As a pet parent, you are always encouraged to begin a weekly dental regimen at home for the health and well being of your dog and those pearly whites. Just as we need to practice good oral hygiene, it is just as necessary for our canine best friend. Routinely brush your dog’s teeth with a toothbrush and doggy toothpaste at least three times per week.
In between at-home oral care and brushings, there is a variety of dental chews and dental bones to provide your dog as an extra treat. Your dog will love them and you and not realize the good he/she is doing for the teeth and gums. Feeding your dog a dental diet of dry dog food rather than wet also helps in warding off dental disease.
With all your at home efforts, it will still be important to visit with your veterinarian at least once a year. A complete physical and oral examination is performed to assess your dog’s needs. Most often a yearly professional dental cleaning is necessary, especially dogs at least five years of age and older. Veterinary oral care options include dental cleanings which can help to keep periodontal disease at bay for your dogs’ best oral health care.

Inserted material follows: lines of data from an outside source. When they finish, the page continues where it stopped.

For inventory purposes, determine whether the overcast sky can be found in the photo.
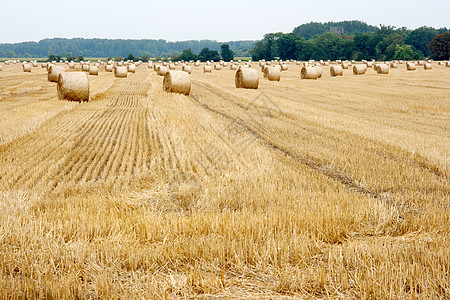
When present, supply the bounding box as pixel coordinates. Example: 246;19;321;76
0;0;450;43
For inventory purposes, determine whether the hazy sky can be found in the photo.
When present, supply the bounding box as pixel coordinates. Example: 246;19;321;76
0;0;450;43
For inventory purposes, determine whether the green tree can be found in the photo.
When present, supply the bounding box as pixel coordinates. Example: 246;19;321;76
198;47;220;61
6;50;16;58
429;31;450;60
405;26;438;56
220;44;234;61
394;45;414;60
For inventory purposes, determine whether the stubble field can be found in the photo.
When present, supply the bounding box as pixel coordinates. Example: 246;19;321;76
0;63;450;299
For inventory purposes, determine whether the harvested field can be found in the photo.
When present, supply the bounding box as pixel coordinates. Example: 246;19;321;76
0;63;450;299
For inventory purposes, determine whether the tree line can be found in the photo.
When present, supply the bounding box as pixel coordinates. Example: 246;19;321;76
250;21;450;60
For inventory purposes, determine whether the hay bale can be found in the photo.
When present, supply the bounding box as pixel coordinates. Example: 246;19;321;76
264;66;281;81
22;64;31;73
203;65;212;73
47;65;65;82
181;66;192;74
377;64;389;74
163;71;191;95
300;67;319;79
353;64;367;75
114;66;128;78
156;66;169;76
234;68;259;89
89;66;98;75
56;72;89;102
406;61;416;71
314;66;323;78
330;66;344;77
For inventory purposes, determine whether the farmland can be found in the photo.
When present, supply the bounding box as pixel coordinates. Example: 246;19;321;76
0;62;450;299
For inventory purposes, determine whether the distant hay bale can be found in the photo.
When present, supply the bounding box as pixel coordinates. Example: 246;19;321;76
156;66;169;76
314;66;323;78
127;64;136;73
330;66;344;77
264;66;281;81
300;67;319;79
47;65;65;82
22;64;31;73
56;72;89;102
89;66;98;75
353;64;367;75
114;66;128;78
234;68;259;89
406;61;416;71
181;66;192;74
203;65;212;73
163;71;191;95
377;64;389;74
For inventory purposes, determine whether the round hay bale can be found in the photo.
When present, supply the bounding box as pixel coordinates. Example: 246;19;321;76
156;66;169;76
114;66;128;78
203;65;212;73
377;64;389;74
127;64;136;73
234;68;259;89
330;66;344;77
300;67;319;79
163;71;191;95
56;72;89;102
406;61;416;71
264;66;281;81
22;64;31;73
47;65;65;82
89;66;98;75
353;64;367;75
181;66;192;74
314;66;323;78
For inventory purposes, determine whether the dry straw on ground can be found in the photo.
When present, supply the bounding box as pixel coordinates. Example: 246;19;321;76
114;66;128;78
56;72;89;102
353;64;367;75
234;68;259;89
163;71;191;95
22;64;31;73
89;66;98;75
47;65;65;82
300;67;319;79
377;64;389;74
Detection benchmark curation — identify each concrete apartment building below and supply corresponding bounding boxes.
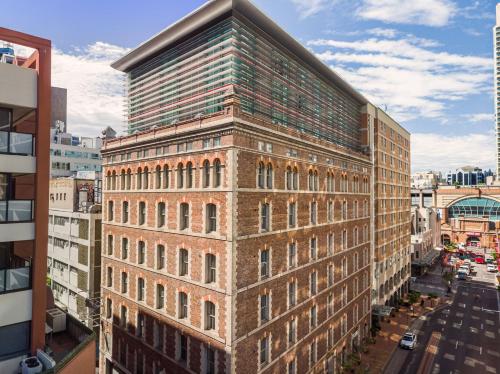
[411,189,441,276]
[100,0,410,374]
[493,4,500,178]
[0,27,95,374]
[368,107,411,305]
[50,129,102,177]
[47,177,101,329]
[0,28,51,373]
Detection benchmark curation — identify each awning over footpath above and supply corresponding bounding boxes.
[411,247,441,266]
[372,305,394,317]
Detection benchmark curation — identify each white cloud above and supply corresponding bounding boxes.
[411,133,496,173]
[366,27,399,38]
[464,113,495,123]
[52,42,127,136]
[357,0,457,27]
[308,35,492,121]
[292,0,328,18]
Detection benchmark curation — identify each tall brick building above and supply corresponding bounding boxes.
[367,105,411,305]
[100,0,409,373]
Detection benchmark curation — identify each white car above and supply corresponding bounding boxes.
[399,332,417,350]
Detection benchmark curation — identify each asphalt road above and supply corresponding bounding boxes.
[385,265,500,374]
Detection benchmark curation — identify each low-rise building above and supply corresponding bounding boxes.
[436,186,500,249]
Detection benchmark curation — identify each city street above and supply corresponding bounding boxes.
[385,265,500,374]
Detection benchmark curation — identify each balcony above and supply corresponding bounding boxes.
[0,266,31,294]
[0,131,36,174]
[0,200,33,223]
[0,200,35,242]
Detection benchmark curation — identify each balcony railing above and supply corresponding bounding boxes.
[0,131,34,156]
[0,266,31,294]
[0,200,33,223]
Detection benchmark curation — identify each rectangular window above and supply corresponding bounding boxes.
[288,318,297,345]
[108,235,114,256]
[310,237,318,261]
[205,301,215,330]
[288,203,297,227]
[260,249,269,278]
[288,281,297,307]
[156,244,165,270]
[205,347,215,374]
[122,238,128,260]
[309,271,317,295]
[137,278,144,301]
[122,201,128,223]
[288,242,297,269]
[260,203,270,231]
[179,292,188,319]
[311,201,317,225]
[259,336,269,365]
[139,201,146,225]
[205,253,217,283]
[137,241,146,265]
[158,203,166,227]
[179,203,189,230]
[260,294,269,322]
[179,249,189,276]
[108,201,114,221]
[156,284,165,309]
[207,204,217,233]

When your dog goes in for the cleaning procedure, anesthesia will be given for a safe and painless sleep. The start of the procedure involves removing all tartar with an ultra sonic and hand scaling implement. Each tooth is then examined individually. Testing is done for any gingivitis pockets and any abnormal gum tissue, inflammation and oral growths are recorded. Radio-graphs are then taken of the entire mouth. With any gum inflammation and abscess, an anti-biotic gel is infused around the teeth to encourage healing of the gums.
Occasionally a further problem is noted during a routine dental cleaning which may need further attention. If this happens, you will be notified to ask if you wish further treatment while your dog is still under anesthesia. A biopsy may be necessary and/or referral to a veterinary dental specialist in some cases. Once the entire procedure is done and your dogs’ teeth are a shiny white, your dog will be allowed to wake up before being released into your care.
When you bring your dog home from a professional cleaning, if never before, this is the best time to start a perfect at-home oral care program. Do all you can to prevent gingivitis and periodontal disease and provide a happy healthy mouth . . . and smile in your dog.